I was always giving my poor mom a run for her money.  I remember the time my sisters and I decided that the absolutely beautiful Victorian home we were living in at the time in Atlantic Highlands N.J. was not exciting enough. 

We decided to scout around the surrounding neighborhood and check out the houses that were for sale.  We had one in mind in particular.  It was up on a hill, built all in stone. It was a mansion! We would creep up on the property when we got off the bus after school and peruse the grounds. We looked into the lower floor windows. It was still furnished.  Grand pianos, gorgeous rugs, antique furniture, the works!  Our eyes lit up like jewels! The grounds were spacious and landscaped.  We had our hearts set on this house as our next home. We went home to our mom and begged her to come to see this house for sale, “it’s just right around the corner, mom. You probably never saw it before because it is covered with ivy and hidden by the bushes and trees on the hill near our bus stop. But, it is for sale and we have already checked it out. Here is the number to call…..”

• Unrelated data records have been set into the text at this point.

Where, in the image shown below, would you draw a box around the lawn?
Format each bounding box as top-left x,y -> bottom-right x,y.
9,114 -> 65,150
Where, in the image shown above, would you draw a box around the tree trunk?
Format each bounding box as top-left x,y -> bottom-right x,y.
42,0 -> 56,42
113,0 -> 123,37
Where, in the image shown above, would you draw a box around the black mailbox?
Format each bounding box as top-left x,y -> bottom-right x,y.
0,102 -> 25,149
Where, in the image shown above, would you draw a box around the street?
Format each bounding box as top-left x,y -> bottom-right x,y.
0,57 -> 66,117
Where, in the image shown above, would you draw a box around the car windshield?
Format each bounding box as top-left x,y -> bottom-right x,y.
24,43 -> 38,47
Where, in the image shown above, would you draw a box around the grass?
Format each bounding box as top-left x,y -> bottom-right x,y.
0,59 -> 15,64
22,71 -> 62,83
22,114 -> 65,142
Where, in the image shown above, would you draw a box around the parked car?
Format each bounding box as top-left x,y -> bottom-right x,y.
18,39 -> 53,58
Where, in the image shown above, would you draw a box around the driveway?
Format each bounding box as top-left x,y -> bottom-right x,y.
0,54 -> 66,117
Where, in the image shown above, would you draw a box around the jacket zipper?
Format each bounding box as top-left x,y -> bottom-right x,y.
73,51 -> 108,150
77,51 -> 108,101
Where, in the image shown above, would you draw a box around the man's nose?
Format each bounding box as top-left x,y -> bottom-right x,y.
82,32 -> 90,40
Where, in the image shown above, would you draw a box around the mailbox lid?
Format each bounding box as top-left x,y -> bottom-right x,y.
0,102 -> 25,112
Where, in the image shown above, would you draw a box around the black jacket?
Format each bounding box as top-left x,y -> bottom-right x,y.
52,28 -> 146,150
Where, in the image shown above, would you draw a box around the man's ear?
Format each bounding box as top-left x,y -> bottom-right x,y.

My mom some how made us realize that this idea wasn’t going to happen, and she did it with out letting us down too hard.  Actually, now that I think about it, that was around the time that we got to raise ducks! We were a family of 5 girls and one boy and our mom raised us with the help of our grand mother in this big old 3 story Victorian home. We did seem to drop the new home idea pretty quickly when we saw the baby ducks that summer.  We were too busy taking care of them after that to worry about a new home adventure.

Our home was on a large circular plot of land that was shared with about 5 other very old homes. Each of the homes faced the street and the yards all met at a point in the middle. Much like a pizza is shaped. Everyone in our neighborhood had a pizza shaped yard!
When we wanted to go to the far point of the yard we would say “mom, we are going to play in the “way back”, because a small portion of the yard was divided by 3 hand made stone steps going up to the smallest part of the yard we called it the “way back”.  From this point we could see everyone else’s yard through a peep hole in the large hedge row.

Since I wasn’t giving up on the little old lady who was always at the girl scout meetings each week, wearing her troubles on her sleeve.  I kept at my mom to do something.  She finally agreed to help, but not in the way I was thinking.  I wanted to have her live with us, but my mom had other ideas.  She made some calls and found a very large hotel in the next town over called Highlands. It is on the ocean. The hotel was old and large and quite beautiful. 

Somehow my mom had found this woman a room in the hotel and I remember the day my mom and I drove her over there to settle her in to her new home.  I was very proud of my mom for listening to my concerns for this stranger. I loved her for her compassion (and later for her wisdom for not letting her stay with us!) To this day, I don’t know how she was able to get her situated in such short notice. But she did!